Bitcoin Pulls Back as ETF Flows and Open Interest Weaken
Spot ETF flows and lower open interest are signaling softer support for the BTC rally. Ether and several altcoins are also losing momentum.

Key Takeaways
- Bitcoin fell on Tuesday for the first time this month, ending its longest winning streak since March.
- Weak spot demand, reflected in ETF flows and the Coinbase premium, weighed on Bitcoin and Ether's rebound.
- The altcoin market remained mixed, while the Altcoin Season indicator held at 46 out of 100.
Bitcoin pulled back on Tuesday for the first time this month, snapping its longest stretch of gains since March. The price had climbed to $64,500 (€56,500) on Monday, its highest level in more than two weeks, before losing momentum. Ether also gave up part of its recent bounce.
Recovery Loses Steam
Bitcoin's latest rebound, along with gains in other tokens, mostly came after the market was already crowded with short positions at the end of June. That short squeeze helped push crypto out of oversold territory, and total market value has since risen 8.4 percent since July 1 to $2.16 trillion (€1.9 trillion).
Even so, the underlying setup is still uneven. More than $500 million (€438 million) in leveraged crypto futures positions were wiped out over the past 24 hours, with shorts once again taking the bigger hit. At the same time, Bitcoin's futures open interest slipped to 740,000 BTC from 776,000 BTC on July 3, a sign that derivatives traders have not been piling in as aggressively.

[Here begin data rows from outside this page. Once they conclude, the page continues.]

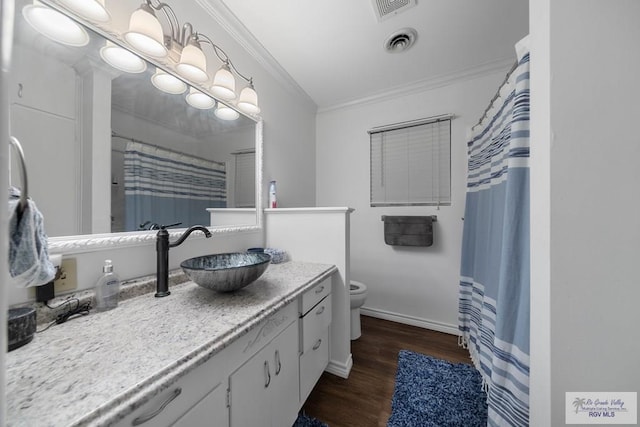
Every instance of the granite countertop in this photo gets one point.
(95, 369)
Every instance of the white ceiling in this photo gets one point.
(333, 49)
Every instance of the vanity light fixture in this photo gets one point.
(193, 62)
(55, 25)
(168, 83)
(181, 50)
(145, 32)
(122, 59)
(199, 100)
(225, 113)
(93, 10)
(224, 84)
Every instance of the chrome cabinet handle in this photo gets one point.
(267, 374)
(144, 418)
(278, 364)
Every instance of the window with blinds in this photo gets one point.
(411, 163)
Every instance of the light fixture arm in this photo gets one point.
(170, 15)
(224, 57)
(186, 34)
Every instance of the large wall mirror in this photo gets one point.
(111, 157)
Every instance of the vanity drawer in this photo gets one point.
(177, 399)
(261, 334)
(312, 363)
(313, 296)
(314, 323)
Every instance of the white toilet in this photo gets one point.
(358, 293)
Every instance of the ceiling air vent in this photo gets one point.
(387, 8)
(401, 40)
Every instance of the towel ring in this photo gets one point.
(24, 193)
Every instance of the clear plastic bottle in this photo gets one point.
(272, 195)
(107, 288)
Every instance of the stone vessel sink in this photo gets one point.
(226, 272)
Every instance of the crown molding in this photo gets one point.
(219, 11)
(425, 84)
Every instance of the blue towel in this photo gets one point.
(29, 263)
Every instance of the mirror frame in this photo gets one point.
(97, 242)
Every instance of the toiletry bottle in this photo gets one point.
(272, 195)
(107, 288)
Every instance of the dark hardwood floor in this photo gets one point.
(364, 399)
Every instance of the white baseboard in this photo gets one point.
(341, 369)
(411, 320)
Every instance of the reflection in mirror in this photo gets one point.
(113, 151)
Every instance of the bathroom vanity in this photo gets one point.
(248, 358)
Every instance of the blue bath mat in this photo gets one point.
(307, 421)
(430, 392)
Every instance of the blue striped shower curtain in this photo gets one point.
(165, 187)
(493, 312)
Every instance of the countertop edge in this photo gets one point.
(124, 404)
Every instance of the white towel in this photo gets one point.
(29, 263)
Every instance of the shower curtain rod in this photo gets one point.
(139, 141)
(506, 79)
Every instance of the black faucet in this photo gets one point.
(162, 251)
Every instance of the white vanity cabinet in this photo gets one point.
(198, 398)
(315, 320)
(264, 390)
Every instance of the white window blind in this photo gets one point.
(411, 163)
(245, 180)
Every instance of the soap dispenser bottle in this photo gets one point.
(107, 288)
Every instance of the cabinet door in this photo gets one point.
(284, 393)
(250, 405)
(211, 411)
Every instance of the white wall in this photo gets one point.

Weak Spot Demand Is Dragging
Market data also points to softer spot demand, based on ETF flows and the Coinbase premium. That matters because spot Bitcoin ETFs have become a much bigger part of market structure since they launched in early 2024. In 2026, Bitcoin has also started trading more closely with traditional markets, including the S&P 500, as institutional investors adjust exposure more often around macro headlines.
That makes the current pullback especially notable for European crypto readers. If spot demand and derivatives positioning do not improve together, rallies can fade much faster than they did in earlier cycles. Ether showed that on Tuesday as well: the token slipped back to $1,770 (€1,550) after reaching $1,830 (€1,600) on Monday. The weak ETF flow also fits the broader picture of slowing institutional demand, even as large holders continue buying.
Altcoins Remain Mixed
The broader altcoin market is still sending mixed signals. SOL open interest fell back to 68 million tokens from a peak of more than 76 million on June 24, while tokens such as FET, KASPA, and WLD lagged even as the wider market recovered. In other words, Bitcoin's move is not automatically lifting every coin with it.
CoinMarketCap's Altcoin Season indicator sits at 46 out of 100, below Friday's high but still above May levels. For the crypto market, that suggests rotation between Bitcoin, Ether, and smaller tokens is still uneven for now, with no clear broad confirmation that the recovery is holding.